Eurostar needs to operate at 186mph on HS1, and in France, because on a 300-mile plus journey such as London to Paris the extra speed makes a tangible difference. Were it only 140mph all the way, the 2hrs 15m inter-capital journey could take half an hour longer, losing its edge against the airlines. But in a compact, crowded nation such as Britain, what’s a few minutes between friends?
You will recall the unforgivable cancellation of the Birmingham-Manchester stretch of HS2 by railway-loathing Rishi Sunak. In a vain attempt to shore up the motoring vote, he reversed 15 years of cross-party agreement and pretended that the money saved would be spent on piecemeal transport improvements collectively called “Network North”, which surprisingly included projects in Kent and Devon.
Now the mayors of Greater Manchester and the West Midlands are seeking to rescue this vital piece of infrastructure from the last prime minister’s bonfire of transport modernity. Andy Burnham and Richard Parker are backing a cheaper, slower version of the originally planned line. It would take the pressure from the West Coast main line north of Birmingham: offering a path for Quite High Speed trains through Staffordshire and Cheshire, connecting with Northern Powerhouse Rail.
QHS2, as I shall call it, is not a perfect remedy, but would rescue the nation from transportational ignominy and magnify the benefits of the sad and ludicrously expensive little stump of HS2 that the last government left us with.
Quite High Speed is all we need. No one cares if London-Manchester takes 15 minutes longer than originally envisaged by HS2 planners, so long as the journey dramatically outpaces the car and can be relied upon. Currently, Avanti West Coast trains must jostle their way on a network crowded with freight, “outer suburban” and regional trains. That is why, even with trains capable of 125mph, the fastest journey on the 189-mile link via Crewe averages only 90mph.
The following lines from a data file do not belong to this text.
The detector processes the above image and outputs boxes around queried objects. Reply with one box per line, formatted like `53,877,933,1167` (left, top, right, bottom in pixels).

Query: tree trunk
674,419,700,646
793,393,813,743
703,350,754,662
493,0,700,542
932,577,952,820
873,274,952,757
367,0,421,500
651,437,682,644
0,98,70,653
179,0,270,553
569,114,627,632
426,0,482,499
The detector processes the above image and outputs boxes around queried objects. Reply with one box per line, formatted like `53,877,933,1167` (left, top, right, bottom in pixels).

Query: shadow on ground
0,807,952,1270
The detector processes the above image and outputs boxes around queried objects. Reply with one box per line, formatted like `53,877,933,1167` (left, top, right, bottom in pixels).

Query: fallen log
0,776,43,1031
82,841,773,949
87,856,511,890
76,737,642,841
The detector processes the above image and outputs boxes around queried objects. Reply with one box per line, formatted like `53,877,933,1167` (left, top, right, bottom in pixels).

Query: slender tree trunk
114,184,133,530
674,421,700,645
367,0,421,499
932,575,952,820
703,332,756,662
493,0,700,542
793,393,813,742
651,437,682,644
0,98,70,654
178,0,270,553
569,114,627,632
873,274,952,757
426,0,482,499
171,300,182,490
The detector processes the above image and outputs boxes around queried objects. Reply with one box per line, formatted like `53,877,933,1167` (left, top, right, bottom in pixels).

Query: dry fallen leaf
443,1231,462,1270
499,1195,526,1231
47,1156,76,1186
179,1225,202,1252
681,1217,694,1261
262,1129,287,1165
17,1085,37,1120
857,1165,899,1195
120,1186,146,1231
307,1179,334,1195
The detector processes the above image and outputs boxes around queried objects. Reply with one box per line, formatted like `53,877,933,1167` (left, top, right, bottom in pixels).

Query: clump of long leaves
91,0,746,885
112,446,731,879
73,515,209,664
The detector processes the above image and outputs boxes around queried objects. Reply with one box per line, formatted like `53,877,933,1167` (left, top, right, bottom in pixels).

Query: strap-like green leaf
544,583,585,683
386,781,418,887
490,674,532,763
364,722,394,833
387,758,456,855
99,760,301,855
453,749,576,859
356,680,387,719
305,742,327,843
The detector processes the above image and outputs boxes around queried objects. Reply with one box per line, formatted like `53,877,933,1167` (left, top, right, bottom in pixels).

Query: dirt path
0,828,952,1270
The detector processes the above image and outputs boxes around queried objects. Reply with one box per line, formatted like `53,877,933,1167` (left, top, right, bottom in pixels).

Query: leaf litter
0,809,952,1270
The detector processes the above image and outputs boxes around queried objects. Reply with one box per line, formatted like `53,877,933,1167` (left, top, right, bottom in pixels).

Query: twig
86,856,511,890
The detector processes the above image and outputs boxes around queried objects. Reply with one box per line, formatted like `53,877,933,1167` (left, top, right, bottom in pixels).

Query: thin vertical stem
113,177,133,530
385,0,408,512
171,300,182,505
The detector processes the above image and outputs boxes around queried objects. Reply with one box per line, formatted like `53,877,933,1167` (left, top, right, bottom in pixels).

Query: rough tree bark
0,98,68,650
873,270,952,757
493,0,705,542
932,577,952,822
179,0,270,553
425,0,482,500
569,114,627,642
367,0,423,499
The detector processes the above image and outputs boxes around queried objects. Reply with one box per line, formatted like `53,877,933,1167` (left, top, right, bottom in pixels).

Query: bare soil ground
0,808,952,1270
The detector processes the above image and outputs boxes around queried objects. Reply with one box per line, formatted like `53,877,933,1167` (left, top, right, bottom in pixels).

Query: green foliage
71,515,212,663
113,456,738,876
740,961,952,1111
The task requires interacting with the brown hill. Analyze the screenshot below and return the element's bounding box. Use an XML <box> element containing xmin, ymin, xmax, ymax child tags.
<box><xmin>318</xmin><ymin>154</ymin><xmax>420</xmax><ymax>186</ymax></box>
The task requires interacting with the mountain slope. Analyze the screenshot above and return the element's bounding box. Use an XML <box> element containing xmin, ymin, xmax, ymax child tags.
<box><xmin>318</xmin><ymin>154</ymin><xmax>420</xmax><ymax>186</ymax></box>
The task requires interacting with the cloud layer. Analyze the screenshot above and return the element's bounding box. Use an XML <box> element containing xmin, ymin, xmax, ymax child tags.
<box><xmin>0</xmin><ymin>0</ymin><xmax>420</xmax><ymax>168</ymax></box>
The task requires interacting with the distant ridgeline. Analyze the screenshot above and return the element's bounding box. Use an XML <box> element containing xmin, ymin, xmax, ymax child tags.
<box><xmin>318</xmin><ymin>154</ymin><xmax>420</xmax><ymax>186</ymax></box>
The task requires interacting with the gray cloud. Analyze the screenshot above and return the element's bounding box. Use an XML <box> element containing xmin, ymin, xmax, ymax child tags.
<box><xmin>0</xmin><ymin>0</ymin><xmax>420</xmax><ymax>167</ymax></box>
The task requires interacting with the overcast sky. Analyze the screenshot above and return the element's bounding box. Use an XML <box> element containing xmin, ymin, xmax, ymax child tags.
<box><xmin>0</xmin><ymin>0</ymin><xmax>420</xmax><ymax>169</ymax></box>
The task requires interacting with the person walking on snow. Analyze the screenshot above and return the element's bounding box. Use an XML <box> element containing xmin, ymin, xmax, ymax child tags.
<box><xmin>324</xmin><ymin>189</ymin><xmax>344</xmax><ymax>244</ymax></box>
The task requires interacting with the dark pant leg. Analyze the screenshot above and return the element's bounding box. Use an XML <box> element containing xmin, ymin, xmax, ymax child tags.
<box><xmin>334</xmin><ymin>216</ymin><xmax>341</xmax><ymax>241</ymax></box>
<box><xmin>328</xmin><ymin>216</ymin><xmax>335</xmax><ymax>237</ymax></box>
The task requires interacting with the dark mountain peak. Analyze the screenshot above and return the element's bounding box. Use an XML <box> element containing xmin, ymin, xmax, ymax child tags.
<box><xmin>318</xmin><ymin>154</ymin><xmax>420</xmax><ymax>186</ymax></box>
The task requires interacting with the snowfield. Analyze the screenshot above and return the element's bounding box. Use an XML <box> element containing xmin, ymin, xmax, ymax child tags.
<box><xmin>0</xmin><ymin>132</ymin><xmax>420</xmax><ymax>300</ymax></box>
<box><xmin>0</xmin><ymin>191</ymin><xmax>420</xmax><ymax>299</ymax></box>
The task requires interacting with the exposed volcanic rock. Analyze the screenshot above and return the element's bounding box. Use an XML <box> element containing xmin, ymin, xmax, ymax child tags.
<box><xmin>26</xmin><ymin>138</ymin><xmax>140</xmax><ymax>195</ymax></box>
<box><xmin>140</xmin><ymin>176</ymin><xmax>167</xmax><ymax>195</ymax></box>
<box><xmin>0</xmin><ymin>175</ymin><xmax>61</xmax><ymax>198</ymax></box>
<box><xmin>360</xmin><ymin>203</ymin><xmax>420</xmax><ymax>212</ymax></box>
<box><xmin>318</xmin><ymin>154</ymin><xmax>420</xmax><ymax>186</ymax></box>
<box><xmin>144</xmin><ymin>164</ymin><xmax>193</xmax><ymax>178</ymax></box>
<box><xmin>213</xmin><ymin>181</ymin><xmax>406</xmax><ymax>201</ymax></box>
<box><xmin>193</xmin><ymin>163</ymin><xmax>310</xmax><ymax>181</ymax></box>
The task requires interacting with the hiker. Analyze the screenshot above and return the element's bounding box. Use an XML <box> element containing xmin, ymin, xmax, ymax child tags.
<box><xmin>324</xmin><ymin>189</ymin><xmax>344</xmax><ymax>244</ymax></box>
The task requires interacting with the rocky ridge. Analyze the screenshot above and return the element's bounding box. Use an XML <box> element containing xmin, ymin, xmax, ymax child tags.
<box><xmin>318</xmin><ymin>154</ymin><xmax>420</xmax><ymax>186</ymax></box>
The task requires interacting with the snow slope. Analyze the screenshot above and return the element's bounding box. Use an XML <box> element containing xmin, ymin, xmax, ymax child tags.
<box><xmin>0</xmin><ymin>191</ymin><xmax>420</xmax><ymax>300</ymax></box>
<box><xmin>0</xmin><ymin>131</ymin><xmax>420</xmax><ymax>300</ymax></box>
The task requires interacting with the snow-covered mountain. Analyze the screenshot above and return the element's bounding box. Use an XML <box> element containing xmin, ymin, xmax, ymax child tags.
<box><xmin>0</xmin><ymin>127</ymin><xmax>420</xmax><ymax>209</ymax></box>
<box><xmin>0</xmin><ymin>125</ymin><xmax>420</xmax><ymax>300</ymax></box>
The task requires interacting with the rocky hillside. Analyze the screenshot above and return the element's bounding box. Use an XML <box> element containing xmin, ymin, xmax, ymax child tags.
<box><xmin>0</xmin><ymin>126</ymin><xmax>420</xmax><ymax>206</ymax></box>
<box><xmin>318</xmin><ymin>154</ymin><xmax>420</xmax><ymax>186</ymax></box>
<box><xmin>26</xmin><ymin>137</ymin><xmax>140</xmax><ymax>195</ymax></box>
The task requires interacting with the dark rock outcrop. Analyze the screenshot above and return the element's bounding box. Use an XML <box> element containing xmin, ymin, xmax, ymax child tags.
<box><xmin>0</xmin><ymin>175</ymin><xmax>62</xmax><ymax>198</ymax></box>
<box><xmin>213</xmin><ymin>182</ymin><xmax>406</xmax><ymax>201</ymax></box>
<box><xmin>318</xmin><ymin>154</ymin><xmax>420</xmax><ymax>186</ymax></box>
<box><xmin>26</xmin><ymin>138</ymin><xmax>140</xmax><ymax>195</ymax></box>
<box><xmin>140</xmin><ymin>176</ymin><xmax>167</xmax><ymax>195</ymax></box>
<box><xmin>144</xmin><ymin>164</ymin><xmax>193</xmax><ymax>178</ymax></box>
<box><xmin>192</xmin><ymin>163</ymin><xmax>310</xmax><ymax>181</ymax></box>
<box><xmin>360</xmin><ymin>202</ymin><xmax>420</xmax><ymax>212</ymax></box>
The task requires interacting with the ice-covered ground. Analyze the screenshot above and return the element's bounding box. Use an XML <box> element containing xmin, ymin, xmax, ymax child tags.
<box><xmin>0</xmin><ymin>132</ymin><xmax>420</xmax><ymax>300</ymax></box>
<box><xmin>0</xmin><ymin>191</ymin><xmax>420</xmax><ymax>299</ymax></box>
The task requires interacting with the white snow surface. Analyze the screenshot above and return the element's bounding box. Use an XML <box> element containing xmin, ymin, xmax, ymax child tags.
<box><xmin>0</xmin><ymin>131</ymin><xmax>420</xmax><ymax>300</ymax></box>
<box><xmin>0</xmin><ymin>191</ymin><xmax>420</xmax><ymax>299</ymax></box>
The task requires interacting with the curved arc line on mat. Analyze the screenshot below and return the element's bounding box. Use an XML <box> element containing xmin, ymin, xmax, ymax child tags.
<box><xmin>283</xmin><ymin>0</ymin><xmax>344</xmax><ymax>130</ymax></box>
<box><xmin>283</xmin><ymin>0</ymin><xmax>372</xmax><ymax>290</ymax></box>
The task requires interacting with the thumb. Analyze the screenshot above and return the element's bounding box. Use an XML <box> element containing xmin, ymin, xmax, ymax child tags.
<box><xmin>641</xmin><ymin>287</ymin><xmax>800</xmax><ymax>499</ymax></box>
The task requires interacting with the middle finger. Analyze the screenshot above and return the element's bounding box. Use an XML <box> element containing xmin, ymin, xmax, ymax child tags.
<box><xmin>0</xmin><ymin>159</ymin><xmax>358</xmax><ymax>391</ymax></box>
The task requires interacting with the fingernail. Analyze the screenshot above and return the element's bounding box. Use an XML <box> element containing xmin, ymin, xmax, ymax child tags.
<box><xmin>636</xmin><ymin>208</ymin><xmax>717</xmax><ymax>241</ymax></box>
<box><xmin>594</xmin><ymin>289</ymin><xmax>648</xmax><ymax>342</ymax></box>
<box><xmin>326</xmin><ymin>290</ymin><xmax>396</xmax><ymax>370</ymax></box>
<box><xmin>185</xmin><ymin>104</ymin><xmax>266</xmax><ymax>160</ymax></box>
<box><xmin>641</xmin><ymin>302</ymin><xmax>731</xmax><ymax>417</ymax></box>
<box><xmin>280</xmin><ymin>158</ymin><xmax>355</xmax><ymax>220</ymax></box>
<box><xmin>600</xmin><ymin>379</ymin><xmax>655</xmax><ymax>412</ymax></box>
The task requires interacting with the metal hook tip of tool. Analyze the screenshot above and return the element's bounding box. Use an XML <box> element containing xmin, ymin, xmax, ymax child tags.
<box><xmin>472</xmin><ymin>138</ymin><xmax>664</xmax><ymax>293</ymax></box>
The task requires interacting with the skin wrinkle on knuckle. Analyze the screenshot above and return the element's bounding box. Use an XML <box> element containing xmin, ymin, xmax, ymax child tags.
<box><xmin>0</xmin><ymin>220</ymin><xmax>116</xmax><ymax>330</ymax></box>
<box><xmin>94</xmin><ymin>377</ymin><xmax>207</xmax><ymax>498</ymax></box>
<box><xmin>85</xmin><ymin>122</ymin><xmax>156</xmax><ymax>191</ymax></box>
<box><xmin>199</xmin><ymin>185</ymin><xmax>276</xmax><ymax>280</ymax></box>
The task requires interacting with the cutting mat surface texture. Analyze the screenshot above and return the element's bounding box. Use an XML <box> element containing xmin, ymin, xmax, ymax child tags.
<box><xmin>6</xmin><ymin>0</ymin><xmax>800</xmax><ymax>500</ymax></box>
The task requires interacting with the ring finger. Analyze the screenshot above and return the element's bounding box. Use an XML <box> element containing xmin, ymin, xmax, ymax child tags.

As the transport guru Thomas Ableman says: “The purpose of HS2 is an investment to transform the economics of this country. At the moment, Britain is one of the most unequal countries when it comes to productivity: London, incredibly high; cities of the North, some of the lowest in Europe.
“This is about equalising that and it’s absolutely the right thing to do. Does that mean it needs to be a 200mph or 225mph railway? Almost certainly not. Putting in place the capacity to make that transformational change possible is far more important than the precise specification that was developed for the original HS2 project.
“Quite frankly, HS2 has become something of a toxic term. A more conventional railway that provides the connectivity, provides the capacity could be exactly the way of unlocking what would otherwise be a very knotty political problem.”
HS2 was always about unlocking capacity by taking all the express passenger trains from the existing network onto new, 21st-century lines. QHS2 will do just as well.